Dice Ricardo Darín de sí mismo que es “un mentiroso que siempre dice la verdad”. Yo no le creo del todo la segunda parte de la oración porque soy testigo de algún pecadillo de súper estrella y alguna pequeña trola para taparlo; nada grave, cosas veniales que conviven en el mismo tipo que, cara a cara, es un encantador de serpientes, alguien a quien le prestarías mil euros sin dudarlo un sólo instante, un buen tipo, buena gente, simpático y dicharachero, amigo de sus amigos y honorable y respetado para sus adversarios. Un tipo guapo para los que gusten de los tipos guapos, un triunfador, un tipo con suerte y sobre todo, y esto sí que lo digo sin pizca de ironía, uno de los mejores actores del mundo. Si Ricardo Darín se expusiera en la carnicería de Hollywood no sería carne de primera A, sería carne de categoría Extra. Espero que me perdone el símil bovino.

En San Sebastián Ricardo Darín recibió el Premio Donostia a toda su carrera y con las emociones y las prisas se olvidó de citar a su mamá en la lista de agradecimientos, aunque luego, con reflejos juveniles, volvió al estrado para rectificar; este hombre es que es un brujo y le aprovechan hasta los errores para caer aún mejor al respetable.

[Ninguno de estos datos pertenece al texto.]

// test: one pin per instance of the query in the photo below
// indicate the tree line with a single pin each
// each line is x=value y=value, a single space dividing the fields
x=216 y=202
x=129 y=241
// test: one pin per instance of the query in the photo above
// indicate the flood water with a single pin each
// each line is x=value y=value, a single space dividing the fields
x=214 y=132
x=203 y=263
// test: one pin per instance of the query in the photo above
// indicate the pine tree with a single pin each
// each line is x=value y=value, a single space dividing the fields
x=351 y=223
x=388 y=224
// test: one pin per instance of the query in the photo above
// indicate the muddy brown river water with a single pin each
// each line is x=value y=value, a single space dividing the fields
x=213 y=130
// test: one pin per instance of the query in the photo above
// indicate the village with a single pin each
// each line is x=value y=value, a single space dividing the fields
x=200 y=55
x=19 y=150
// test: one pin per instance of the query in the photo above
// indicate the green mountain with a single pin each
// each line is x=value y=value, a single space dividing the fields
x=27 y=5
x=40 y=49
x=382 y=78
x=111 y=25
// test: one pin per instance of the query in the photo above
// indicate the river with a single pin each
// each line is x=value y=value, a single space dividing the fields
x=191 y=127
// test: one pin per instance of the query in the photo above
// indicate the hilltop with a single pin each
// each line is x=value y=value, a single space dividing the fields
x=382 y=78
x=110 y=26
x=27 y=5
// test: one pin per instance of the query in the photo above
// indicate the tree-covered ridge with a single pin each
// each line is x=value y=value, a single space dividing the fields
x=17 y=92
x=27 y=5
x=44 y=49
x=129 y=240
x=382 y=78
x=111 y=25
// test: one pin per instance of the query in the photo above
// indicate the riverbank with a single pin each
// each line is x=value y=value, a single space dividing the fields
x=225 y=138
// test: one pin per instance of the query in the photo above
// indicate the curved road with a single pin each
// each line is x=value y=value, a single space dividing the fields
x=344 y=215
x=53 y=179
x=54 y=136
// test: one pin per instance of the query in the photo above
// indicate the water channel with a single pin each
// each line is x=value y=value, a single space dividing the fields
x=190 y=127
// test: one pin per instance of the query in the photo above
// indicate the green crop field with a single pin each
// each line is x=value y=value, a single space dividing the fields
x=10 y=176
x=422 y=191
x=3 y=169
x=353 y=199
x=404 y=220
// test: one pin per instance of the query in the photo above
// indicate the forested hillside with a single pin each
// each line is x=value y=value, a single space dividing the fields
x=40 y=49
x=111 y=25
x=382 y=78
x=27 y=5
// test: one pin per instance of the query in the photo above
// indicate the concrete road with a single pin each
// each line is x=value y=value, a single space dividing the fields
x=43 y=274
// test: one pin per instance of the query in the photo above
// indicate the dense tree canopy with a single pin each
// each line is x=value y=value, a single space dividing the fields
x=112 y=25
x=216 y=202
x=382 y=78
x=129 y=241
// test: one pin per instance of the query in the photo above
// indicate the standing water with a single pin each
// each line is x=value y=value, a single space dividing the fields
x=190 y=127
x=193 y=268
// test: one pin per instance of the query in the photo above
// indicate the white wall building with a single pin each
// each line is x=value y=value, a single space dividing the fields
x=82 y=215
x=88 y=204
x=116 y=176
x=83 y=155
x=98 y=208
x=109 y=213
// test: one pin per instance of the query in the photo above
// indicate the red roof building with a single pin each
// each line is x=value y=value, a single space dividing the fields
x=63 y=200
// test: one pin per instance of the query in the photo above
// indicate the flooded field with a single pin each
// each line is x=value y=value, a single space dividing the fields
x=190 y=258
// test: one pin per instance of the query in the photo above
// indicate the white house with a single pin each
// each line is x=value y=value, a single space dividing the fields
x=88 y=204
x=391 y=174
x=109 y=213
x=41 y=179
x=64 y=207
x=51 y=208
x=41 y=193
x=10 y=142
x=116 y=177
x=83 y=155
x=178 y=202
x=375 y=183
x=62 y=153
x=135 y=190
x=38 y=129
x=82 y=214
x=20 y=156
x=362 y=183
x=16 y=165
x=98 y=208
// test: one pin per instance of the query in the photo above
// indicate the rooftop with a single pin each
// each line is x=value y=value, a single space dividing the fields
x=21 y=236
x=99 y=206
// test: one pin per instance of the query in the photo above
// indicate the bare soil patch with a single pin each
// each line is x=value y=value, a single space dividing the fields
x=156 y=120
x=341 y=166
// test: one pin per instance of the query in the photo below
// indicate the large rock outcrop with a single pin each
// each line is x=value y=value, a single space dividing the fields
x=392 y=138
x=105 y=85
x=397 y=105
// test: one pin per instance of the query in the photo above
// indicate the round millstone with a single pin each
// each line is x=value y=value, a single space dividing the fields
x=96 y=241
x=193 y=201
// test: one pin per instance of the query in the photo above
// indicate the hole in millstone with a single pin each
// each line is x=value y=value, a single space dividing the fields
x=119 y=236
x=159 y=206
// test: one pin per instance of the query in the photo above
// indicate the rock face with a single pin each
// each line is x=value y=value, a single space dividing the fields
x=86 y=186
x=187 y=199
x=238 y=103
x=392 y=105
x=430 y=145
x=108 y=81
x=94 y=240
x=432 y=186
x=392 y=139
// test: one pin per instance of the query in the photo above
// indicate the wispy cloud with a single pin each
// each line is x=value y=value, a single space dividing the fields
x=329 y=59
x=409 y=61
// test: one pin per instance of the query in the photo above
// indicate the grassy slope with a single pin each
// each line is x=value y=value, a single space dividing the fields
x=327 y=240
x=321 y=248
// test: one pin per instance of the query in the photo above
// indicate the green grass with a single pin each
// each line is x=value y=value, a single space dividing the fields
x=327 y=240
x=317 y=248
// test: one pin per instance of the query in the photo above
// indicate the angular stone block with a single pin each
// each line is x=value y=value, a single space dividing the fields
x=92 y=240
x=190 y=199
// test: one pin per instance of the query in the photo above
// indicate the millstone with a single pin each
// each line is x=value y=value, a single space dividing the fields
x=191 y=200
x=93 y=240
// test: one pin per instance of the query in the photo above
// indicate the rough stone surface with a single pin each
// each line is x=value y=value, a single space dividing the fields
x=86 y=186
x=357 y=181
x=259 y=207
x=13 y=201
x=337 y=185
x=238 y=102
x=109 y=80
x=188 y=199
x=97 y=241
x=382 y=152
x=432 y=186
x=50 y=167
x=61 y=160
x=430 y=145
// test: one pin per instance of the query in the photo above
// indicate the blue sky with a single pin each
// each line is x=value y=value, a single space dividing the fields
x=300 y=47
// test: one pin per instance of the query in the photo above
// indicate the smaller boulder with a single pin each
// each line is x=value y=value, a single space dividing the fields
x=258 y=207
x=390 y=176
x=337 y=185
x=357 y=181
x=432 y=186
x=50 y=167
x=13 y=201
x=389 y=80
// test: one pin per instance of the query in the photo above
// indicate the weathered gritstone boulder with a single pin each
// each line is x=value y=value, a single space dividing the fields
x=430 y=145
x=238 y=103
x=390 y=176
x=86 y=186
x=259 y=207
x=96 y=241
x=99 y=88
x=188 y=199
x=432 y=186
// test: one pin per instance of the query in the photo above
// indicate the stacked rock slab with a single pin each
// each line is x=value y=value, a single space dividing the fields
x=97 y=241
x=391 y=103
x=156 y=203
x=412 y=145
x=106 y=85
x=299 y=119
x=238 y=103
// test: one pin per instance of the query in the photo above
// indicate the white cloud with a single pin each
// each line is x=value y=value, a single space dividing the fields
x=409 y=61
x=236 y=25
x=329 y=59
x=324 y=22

Los nombres de Darín, y de Mónica Bellucci, que cité el viernes, están en una zona de seguridad, pero el de la directora belga Agnès Varda con sus ochenta y nueve años de edad nos recuerda que los responsables del festival ya hace mucho tiempo que se olvidaron de aquel mal fario que durante algunas ediciones convirtió este reconocimiento en la convocatoria al entierro –real, no metafórico- del premiado. A decir verdad, la cosa queda muy atrás: Bette Davis en 1989 sobrevivió una semana al honor. Anthony Perkins en 1991, apenas un año. Lana Turner, poco más o menos en 1994. Por aquella época las viejas glorias debían de estar temblando ante la posibilidad de que les llamaran desde Donosti: no gracias, son ustedes muy amables, pero no me gusta viajar tan lejos, que me resfrío con facilidad y lo paso muy mal; ofrézcanle el premio a algún buen mozo, como Al Pacino. Dicho y hecho, se lo dieron en 1996 cuando aún no rozaba los sesenta, y aquí sigue dando guerra todavía.

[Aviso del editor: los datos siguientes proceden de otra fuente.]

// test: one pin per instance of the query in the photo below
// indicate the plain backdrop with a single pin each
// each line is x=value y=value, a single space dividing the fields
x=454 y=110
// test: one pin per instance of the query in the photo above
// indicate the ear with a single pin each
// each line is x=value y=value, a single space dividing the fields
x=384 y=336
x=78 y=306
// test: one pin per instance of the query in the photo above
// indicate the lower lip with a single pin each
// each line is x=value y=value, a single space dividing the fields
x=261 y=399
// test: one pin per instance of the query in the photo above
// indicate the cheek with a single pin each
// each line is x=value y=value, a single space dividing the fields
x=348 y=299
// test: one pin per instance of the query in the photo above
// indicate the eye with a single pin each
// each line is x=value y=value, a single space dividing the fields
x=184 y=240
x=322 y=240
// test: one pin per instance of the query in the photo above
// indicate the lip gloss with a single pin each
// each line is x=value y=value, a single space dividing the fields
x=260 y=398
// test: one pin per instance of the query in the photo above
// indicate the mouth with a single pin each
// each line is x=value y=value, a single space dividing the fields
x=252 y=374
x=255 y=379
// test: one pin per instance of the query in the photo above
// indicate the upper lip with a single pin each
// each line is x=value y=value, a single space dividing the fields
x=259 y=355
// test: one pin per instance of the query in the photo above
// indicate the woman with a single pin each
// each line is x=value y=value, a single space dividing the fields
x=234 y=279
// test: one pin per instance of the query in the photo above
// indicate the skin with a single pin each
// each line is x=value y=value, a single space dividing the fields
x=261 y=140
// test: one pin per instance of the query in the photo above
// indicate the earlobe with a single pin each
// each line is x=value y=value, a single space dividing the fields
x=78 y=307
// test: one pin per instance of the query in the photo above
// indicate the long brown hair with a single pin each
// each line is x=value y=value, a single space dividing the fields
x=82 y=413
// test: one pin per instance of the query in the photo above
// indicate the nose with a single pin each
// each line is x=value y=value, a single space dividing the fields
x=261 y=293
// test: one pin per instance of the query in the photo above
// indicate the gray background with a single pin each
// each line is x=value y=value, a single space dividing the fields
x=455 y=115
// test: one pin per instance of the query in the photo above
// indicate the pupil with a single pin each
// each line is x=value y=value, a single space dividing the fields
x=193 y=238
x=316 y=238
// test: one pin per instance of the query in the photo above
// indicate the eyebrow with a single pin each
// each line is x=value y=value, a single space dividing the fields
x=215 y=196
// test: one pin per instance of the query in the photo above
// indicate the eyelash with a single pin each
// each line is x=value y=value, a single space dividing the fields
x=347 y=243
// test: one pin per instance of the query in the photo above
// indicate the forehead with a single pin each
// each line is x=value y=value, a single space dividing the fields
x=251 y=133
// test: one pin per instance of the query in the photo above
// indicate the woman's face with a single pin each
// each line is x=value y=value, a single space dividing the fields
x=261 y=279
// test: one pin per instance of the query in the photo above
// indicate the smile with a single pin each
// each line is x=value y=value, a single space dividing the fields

Darín presentaba película, además de dejarse agasajar, concretamente una en la que encarna a un presidente de la República Argentina con más pliegues que la piel de un paquidermo, un individuo taimado que oculta su verdadera personalidad detrás de una confortable apariencia. Se trata de La cordillera, coproducción de Argentina, Francia y España, dirigida por el bonaerense Santiago Mitre.

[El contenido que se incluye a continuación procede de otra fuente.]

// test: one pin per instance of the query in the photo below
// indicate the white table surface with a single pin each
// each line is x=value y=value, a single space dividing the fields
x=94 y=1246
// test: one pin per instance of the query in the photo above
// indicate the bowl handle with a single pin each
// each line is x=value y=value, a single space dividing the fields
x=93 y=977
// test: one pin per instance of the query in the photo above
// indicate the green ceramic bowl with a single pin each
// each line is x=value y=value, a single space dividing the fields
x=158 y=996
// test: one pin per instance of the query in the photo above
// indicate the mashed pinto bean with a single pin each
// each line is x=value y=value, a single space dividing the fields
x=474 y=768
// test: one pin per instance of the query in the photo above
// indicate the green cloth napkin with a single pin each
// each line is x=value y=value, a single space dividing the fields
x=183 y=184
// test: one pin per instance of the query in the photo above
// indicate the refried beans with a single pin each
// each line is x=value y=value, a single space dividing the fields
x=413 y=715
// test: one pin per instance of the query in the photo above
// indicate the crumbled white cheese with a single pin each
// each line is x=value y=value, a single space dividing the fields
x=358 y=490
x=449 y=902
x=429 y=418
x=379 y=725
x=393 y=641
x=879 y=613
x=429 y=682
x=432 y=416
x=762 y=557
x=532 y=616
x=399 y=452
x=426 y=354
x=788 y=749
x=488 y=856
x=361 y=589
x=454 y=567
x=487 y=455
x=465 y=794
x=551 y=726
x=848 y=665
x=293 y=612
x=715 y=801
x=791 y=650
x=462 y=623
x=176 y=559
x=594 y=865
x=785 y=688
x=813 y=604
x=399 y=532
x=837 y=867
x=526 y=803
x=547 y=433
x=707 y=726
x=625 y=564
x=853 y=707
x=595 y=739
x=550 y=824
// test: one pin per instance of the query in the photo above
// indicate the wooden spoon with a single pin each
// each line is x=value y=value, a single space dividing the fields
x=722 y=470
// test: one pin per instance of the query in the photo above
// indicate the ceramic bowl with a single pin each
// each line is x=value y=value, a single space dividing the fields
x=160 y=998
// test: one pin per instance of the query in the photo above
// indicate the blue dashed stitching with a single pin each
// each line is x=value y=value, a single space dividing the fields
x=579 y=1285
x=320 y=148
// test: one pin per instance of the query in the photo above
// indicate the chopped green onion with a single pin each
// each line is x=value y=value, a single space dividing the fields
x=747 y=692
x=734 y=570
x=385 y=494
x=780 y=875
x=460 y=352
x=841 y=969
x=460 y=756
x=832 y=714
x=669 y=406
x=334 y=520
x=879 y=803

Santiago Mitre introdujo su cámara en la Universidad de Buenos Aires con gran desparpajo y capacidad analítica volcada sobre unas elecciones a consejo universitario que convertía en espejo de cualquier tipo de elección presidencial en El estudiante. Fue una excelente disección de los mecanismos psicológicos que gobiernan al arribista, experto en camuflar su verdadera naturaleza detrás de hermosos principios y altisonantes declaraciones de idealismo. Un justificado Premio a Mejor película en el Festival de Gijón de 2013.

En El estudiante la materia política ocupaba todo el espacio básico de la trama y sobre ella se superponía la psicológica. En La cordillera, estrenada el viernes pasado, la materia política ve  disputada su importancia por la psicológica e incluso la parapsicológica. De la pequeña política universitaria, ecosistema fértil para el surgimiento de especímenes como los retratados, Mitre salta a la gran política. Y de un guion en el que se verbalizaban mucho los pensamientos, era una película “muy hablada”, pasa a otro que privilegia los silencios, las intenciones ocultas, el cinismo y las falsas apariencias, en virtud de un personaje de impresionantes dimensiones mefistofélicas, el presidente de la República Argentina con el que nos obsequia, con la acostumbrada apabullante maestría, Ricardo Darín en cada nueva película.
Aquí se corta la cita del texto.